Removing Broken lines from Text

Removing Broken lines from Text is a WordSmith class on how to remove broken lines, linefeeds before a sentence punctuation (.?!) The cause of this situation (when you create a theWord module) is usually because you copied and pasted text from the Internet (a page in html format). While the problem is extremely common, the solution (apart from going through the text by hand and fixing everything) is not very readily seen (and I have looked).

First some general points on how to fix this

If your text is around 20 lines long, and you do this once every 6 months, fix it by hand and be happy. You are fortunate. But if you make several eSword or theWord modules each week, and some of the works you produce are public domain texts that are thousands of words/sentences in a typical chapter, you need some help.

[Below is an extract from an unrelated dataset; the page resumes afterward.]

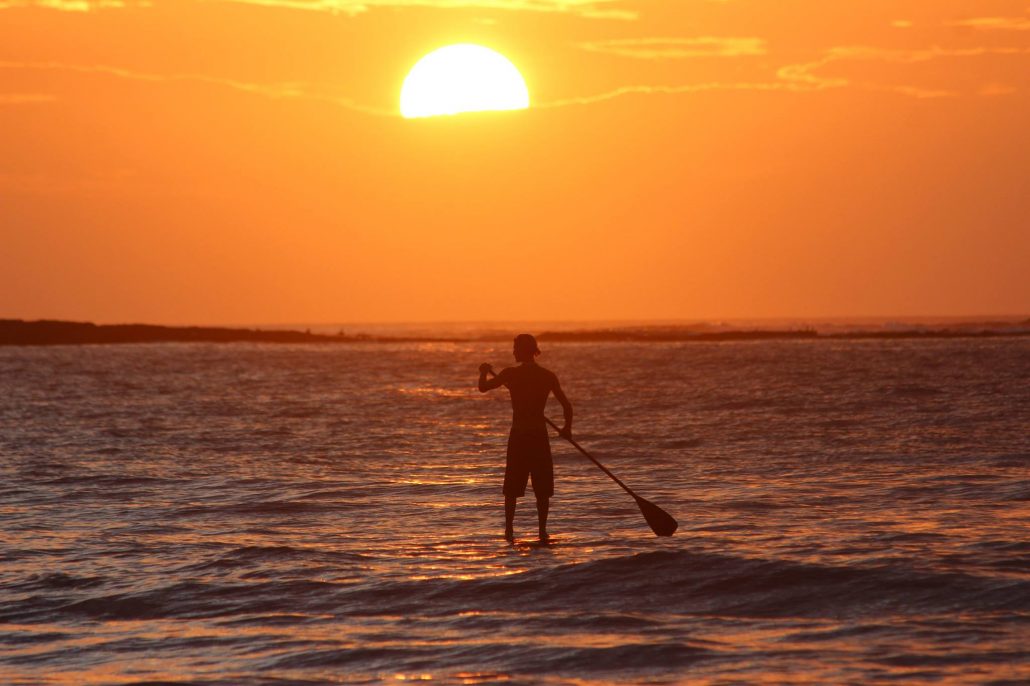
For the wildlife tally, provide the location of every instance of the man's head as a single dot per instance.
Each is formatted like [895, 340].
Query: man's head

First of all, for this situation, you simply cannot rely on the manual method. Your time is to expensive to waste it in fixing these texts by hand. It is good to do so for a while to get a feel for what is going on as far as need. I consider this as being a WordSmith. A WordSmith is somebody that has a job of working with text.

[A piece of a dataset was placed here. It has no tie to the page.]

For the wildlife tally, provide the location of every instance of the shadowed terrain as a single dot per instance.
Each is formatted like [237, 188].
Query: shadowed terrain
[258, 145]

Old Carpenter Tools of his Trade
is an explanation of why I, Pastor-Missionary David Cox, write my own materials like tracts, books, sermons, Sunday School material, etc. We produce the material that we use in our ministry and also for evangelism.
Read the short article: Old Carpenter Tools of his Trade.

The next thing you need is a good work processor. And there are word processors like Microsoft Word, but they are “good” for other things rather than search and replace. Here I am talking about searching and replacing maybe 200-300 sets of search words or phrases. For example, replace all the references like Psa cxix:4. to Psa 119:4. If you search and replace Roman numerals and just in Psalms, you are going to have to go up to 150 chapters.

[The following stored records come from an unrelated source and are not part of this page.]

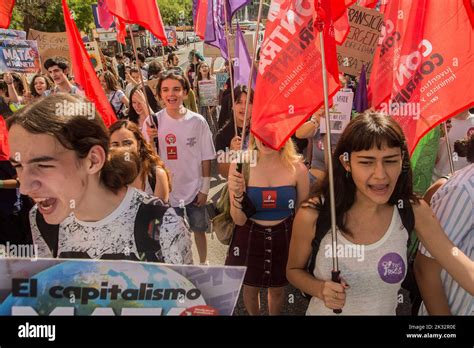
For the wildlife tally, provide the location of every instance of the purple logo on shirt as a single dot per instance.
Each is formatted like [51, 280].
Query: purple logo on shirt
[391, 268]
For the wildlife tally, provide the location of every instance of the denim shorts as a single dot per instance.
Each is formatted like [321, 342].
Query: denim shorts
[196, 216]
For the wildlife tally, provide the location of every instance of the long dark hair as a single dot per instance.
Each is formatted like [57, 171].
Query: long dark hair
[76, 132]
[148, 159]
[132, 113]
[362, 133]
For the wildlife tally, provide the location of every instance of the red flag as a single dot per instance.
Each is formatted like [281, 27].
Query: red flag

Although Microsoft Word was what I cut my teeth on, and its macro language in Microsoft Word back in 1986-1990 was excellent, there was a problem that continues in Microsoft products. They get complicated way too fast and way too much. From the last time I looked, you really need to know programming languages (one is not enough) in order to use it well. We are doing text manipulation not rocket science here.

So I pass over Microsoft Word (although I do use it for regular document creation like when I write something myself for my own church), but I found LibreOffice (OpenOffice clone) much better for these purposes.

The best way I have found to do all of this is to make macros, have them ready to use (icons on the LibreOffice top menu bar) and tweak them constantly.

Sample text

But the Christian has far higher thoughts of the work of Christ. Not even

the doctrine of substitution will satisfy him, for this is but one aspect

of a far greater truth. It is his joy to know that he is one with Him who

died and rose again. And his acceptance is not in Adam restored in virtue

of that death, but in Christ as Head of the New Creation. Old things are

passed away; all things are become new. And, “therefore, if any man be in

Christ he is a new creature.” And the wave-sheaf was but the firstfruits of

the harvest. Our oneness with Him begins with his death, but it does not

end with his resurrection. The believer shall be like Him who died and rose

again. “We know that we shall be like Him, for we shall see Him as He is.”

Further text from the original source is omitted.